The terms "white noise" and "pink noise" are applied to noise that depends on a parameter. The equation you gave technically isn't noise at all--- it's a real number uniformly distributed between -1 and 1. But I will assume that you are calling the RAND function inside a routine, and that this routine is simulating some system in time, and every time step it adds the random number to the velocity or the acceleration in a differential equation. In this case, the RAND call becomes white noise in the short time-step limit.
It is easy to generate white-noise, because you don't need to know the previous values of the noise to get future values.
The pink noise with a 1/f spectrum is nonlocal, so you need to do an FFT on a long random sequence, divide by $\sqrt{f}$ and FFT back, as DarenW said. This requires you to store the entire sequence of random numbers in memory, and is very tedious. If you use a filter, it will be nonlocal in time, so you still need to store many random values to work with.

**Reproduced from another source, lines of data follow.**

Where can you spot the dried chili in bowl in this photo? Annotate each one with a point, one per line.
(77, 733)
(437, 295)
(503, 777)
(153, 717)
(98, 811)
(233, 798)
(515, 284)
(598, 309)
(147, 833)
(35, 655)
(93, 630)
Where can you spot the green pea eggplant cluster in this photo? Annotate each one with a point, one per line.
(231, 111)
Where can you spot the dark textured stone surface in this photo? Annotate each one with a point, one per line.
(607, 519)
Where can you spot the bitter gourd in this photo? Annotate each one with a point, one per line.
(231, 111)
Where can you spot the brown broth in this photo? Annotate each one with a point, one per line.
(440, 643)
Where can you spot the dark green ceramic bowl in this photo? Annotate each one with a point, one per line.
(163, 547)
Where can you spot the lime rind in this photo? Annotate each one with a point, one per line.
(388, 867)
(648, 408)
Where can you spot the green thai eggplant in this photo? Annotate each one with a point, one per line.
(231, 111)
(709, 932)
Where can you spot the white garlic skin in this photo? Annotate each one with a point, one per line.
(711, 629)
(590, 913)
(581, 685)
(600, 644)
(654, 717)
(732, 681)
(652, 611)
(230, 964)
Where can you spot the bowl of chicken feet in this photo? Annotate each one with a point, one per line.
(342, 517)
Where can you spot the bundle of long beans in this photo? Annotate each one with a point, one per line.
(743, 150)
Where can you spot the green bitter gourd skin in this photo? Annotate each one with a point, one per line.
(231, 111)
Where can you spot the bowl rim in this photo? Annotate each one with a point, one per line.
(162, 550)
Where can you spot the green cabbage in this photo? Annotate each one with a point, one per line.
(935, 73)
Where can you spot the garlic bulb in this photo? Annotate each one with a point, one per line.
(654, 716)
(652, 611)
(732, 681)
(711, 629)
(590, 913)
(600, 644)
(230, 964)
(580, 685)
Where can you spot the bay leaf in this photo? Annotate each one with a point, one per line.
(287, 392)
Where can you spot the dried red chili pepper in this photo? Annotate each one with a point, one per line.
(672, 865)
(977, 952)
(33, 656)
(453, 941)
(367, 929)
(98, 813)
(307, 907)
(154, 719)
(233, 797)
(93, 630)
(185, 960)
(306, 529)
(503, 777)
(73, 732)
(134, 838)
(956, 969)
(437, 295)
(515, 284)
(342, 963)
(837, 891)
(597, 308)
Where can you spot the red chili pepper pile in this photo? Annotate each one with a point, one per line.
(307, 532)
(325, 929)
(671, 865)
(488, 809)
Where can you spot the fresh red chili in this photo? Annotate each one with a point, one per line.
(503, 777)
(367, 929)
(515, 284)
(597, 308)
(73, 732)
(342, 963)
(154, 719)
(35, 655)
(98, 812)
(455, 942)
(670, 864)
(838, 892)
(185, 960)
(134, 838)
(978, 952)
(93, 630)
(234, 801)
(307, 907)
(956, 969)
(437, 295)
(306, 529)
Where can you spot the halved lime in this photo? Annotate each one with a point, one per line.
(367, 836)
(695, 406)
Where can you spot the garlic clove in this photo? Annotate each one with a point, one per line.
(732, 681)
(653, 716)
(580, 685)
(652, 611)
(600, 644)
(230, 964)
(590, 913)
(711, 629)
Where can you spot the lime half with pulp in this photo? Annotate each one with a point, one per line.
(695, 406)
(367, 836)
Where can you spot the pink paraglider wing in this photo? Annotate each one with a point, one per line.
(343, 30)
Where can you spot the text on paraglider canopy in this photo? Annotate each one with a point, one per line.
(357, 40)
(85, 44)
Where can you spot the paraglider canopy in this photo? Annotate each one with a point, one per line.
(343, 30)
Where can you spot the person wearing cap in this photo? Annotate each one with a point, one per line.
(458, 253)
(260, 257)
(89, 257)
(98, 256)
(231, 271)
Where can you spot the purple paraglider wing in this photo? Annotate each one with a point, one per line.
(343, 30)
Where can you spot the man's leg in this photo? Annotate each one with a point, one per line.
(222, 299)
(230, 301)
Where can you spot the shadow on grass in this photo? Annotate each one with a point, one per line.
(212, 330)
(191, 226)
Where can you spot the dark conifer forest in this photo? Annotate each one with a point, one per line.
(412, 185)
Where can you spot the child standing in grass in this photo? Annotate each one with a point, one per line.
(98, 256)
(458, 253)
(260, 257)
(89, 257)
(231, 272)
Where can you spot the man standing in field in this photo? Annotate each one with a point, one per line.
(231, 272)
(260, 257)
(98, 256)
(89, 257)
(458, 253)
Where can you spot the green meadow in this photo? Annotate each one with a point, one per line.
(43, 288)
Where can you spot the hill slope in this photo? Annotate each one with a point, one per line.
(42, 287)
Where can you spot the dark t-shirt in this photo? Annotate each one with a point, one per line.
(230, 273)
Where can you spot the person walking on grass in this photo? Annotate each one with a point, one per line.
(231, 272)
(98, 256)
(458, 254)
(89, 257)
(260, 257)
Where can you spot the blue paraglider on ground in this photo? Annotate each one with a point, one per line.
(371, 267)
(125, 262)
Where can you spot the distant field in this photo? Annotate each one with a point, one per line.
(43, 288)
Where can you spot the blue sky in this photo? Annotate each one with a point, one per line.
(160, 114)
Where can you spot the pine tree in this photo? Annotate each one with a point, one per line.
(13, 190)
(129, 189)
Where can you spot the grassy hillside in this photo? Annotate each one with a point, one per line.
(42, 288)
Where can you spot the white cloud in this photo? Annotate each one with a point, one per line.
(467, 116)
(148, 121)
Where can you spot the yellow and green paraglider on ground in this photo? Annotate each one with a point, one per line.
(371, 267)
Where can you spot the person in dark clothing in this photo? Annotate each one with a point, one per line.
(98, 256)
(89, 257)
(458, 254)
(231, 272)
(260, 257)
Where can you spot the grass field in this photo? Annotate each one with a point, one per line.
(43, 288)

You can generate a non-pink version of colored noise by keeping a sum-variable s around in your program. Just let s=s+(2*RAND()-1) (but be careful--- this introduces a slight drift in s because RAND usually can return exactly zero internally, but never exactly 1. You can fix this by keeping a random sign variable around and subtracting the random quantity instead of adding when the sign is negative). The sum value s will have long-time correlations, and it's spectrum is a powerlaw that falls off like $1\over f^2$. Perhaps this will be sufficient for your needs--- it is certainly much easier numerically.